Menéndez se puso de pie, un poco avergonzado. Quería terminar con eso. De todos modos tuvo que aferrarse al respaldo de una silla para no irse al piso. Volvió a escucharse el silbato del tren. Leiva inició una serie de ademanes destinados a erguirse de la silla. Mientras lo esperaba, Menéndez volvió a mirar el banderín y los carteles. Claro. El banderín tenía los colores de Italia. Como el celeste y blanco de la Argentina. Los carteles lucían grandes firuletes en las letras, y muchos colores. «Pruebe nuestra lasaña a la Turín», decía uno. «El mejor salame de Tandil», otro. «Lomo a la Valperga», se leía en un tercero. Menéndez tuvo una sensación extraña, como si estuviese volviéndole a pasar algo que ya hubiera vivido, o soñado. Se distrajo porque Leiva había conseguido finalmente ponerse de pie, y el hotelero los conducía con empujones suaves por el pasillo de salida.

Ya en la vereda Leiva se dio vuelta y le extendió la diestra.

—Pedro Leiva, pa’ lo que guste, caballero —saludó, falsamente formal.

El otro lo saludó con una inclinación de cabeza.

—¿No me va a decir cómo se llama? —insistió.

El patrón, que estaba fijando al piso el pasador de una de las hojas de la puerta, lo consideró un instante. Tal vez supuso que sería menos cruento correr al borracho para el lado que disparaba.

—Luca. Me llamo Luca. Buenas noches.

—¿De nombre o de apellido? ¡Eh! ¡Patrón!

Leiva le hablaba a la puerta cerrada. Los peones oyeron cómo el otro echaba dos vueltas a la llave, aunque la mesa de los señores del fondo seguía ocupada. Leiva empezó a caminar, pero Menéndez se quedó con los ojos fijos en el pomo de la puerta. Sentía oscuramente que las palabras que había escuchado en el último rato eran importantes, pero ni de lejos llegaba a determinar por qué, ni para quién.

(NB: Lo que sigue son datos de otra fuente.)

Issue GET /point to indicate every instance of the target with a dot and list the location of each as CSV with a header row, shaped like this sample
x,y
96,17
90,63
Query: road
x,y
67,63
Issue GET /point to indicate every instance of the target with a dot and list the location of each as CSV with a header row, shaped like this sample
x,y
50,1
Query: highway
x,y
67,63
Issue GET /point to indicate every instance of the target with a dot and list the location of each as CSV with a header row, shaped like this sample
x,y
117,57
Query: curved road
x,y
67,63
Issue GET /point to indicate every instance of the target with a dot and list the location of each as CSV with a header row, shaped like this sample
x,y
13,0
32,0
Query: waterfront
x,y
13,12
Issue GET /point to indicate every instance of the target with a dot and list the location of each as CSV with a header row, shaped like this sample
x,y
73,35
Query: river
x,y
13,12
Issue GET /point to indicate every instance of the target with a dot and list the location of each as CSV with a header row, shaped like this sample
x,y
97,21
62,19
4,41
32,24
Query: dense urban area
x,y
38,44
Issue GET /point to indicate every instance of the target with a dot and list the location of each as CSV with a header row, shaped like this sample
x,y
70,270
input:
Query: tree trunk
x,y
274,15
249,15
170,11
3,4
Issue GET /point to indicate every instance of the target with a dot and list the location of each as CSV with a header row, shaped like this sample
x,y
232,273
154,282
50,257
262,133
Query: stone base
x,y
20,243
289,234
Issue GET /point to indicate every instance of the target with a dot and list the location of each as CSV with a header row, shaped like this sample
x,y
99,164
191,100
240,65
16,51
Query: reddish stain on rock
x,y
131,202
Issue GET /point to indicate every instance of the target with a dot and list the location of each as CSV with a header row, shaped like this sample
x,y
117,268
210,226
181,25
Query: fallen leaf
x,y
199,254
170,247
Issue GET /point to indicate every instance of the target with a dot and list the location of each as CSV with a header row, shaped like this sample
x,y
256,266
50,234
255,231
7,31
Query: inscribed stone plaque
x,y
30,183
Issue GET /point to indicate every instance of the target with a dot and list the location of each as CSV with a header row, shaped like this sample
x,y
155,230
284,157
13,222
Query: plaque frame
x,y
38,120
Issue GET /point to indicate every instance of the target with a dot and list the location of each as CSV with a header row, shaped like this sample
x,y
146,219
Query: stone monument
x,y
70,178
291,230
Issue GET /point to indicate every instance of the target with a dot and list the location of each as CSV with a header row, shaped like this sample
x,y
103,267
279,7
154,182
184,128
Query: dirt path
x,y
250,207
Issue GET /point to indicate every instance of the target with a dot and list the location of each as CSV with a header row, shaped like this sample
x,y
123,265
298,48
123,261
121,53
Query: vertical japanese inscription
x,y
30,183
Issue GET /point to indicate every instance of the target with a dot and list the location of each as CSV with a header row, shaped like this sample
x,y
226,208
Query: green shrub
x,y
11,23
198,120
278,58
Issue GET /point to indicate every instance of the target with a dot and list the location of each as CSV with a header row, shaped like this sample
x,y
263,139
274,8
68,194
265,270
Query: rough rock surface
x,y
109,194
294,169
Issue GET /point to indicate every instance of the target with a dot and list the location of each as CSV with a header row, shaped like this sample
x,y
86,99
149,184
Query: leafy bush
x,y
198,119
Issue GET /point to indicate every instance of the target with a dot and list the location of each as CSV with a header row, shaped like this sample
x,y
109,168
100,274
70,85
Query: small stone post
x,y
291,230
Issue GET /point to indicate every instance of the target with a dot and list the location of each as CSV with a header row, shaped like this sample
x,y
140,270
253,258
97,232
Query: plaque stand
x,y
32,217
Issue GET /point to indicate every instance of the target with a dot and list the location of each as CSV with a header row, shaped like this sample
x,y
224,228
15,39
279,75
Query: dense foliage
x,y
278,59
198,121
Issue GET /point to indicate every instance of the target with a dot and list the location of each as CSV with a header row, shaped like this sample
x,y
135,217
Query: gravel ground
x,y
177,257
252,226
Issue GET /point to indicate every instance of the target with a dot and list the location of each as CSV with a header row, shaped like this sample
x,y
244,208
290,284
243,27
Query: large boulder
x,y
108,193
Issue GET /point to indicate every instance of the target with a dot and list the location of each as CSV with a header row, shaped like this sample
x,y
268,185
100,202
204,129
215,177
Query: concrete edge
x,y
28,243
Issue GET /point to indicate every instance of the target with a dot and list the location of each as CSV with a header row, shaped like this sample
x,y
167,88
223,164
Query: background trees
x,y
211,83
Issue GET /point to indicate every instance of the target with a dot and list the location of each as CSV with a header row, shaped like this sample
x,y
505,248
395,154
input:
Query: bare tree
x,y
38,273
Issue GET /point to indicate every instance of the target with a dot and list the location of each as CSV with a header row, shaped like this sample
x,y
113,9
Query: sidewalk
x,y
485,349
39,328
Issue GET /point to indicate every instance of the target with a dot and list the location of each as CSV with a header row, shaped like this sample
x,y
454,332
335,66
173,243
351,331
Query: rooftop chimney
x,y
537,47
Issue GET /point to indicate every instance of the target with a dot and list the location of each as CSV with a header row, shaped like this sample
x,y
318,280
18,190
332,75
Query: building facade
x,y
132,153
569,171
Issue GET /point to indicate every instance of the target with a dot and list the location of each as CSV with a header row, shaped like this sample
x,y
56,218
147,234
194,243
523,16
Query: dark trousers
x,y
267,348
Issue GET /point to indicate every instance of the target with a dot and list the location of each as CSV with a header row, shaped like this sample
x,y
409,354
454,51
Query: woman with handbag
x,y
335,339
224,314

—Dale, Menéndez, ¿no eras vos el apurado?

—Los nombres… —balbució—. ¿Cómo dijo que se llamaba?

—¿Quién? —preguntó Leiva que ya caminaba diez o quince metros adelante.

Menéndez volvió a mirar la puerta, y después a Leiva, y de nuevo la puerta. Empezó a caminar detrás de su amigo. A lo lejos se oía el carguero, que tomaba velocidad. Los martillazos de las ruedas sobre los empalmes de los rieles se sucedían a un ritmo creciente.

—Los nombres… —volvió a murmurar, cuando se puso a tiro de Leiva.

—¿Qué nombres? —inquirió el otro, sin dejar de andar.

Eso, se preguntó Menéndez. ¿Qué nombres? Se sentía mal, tenía ganas de vomitar, de acostarse, de dormir hasta pasado mañana. «Al carajo», se dijo. Apuró el paso, y Leiva lo siguió como pudo.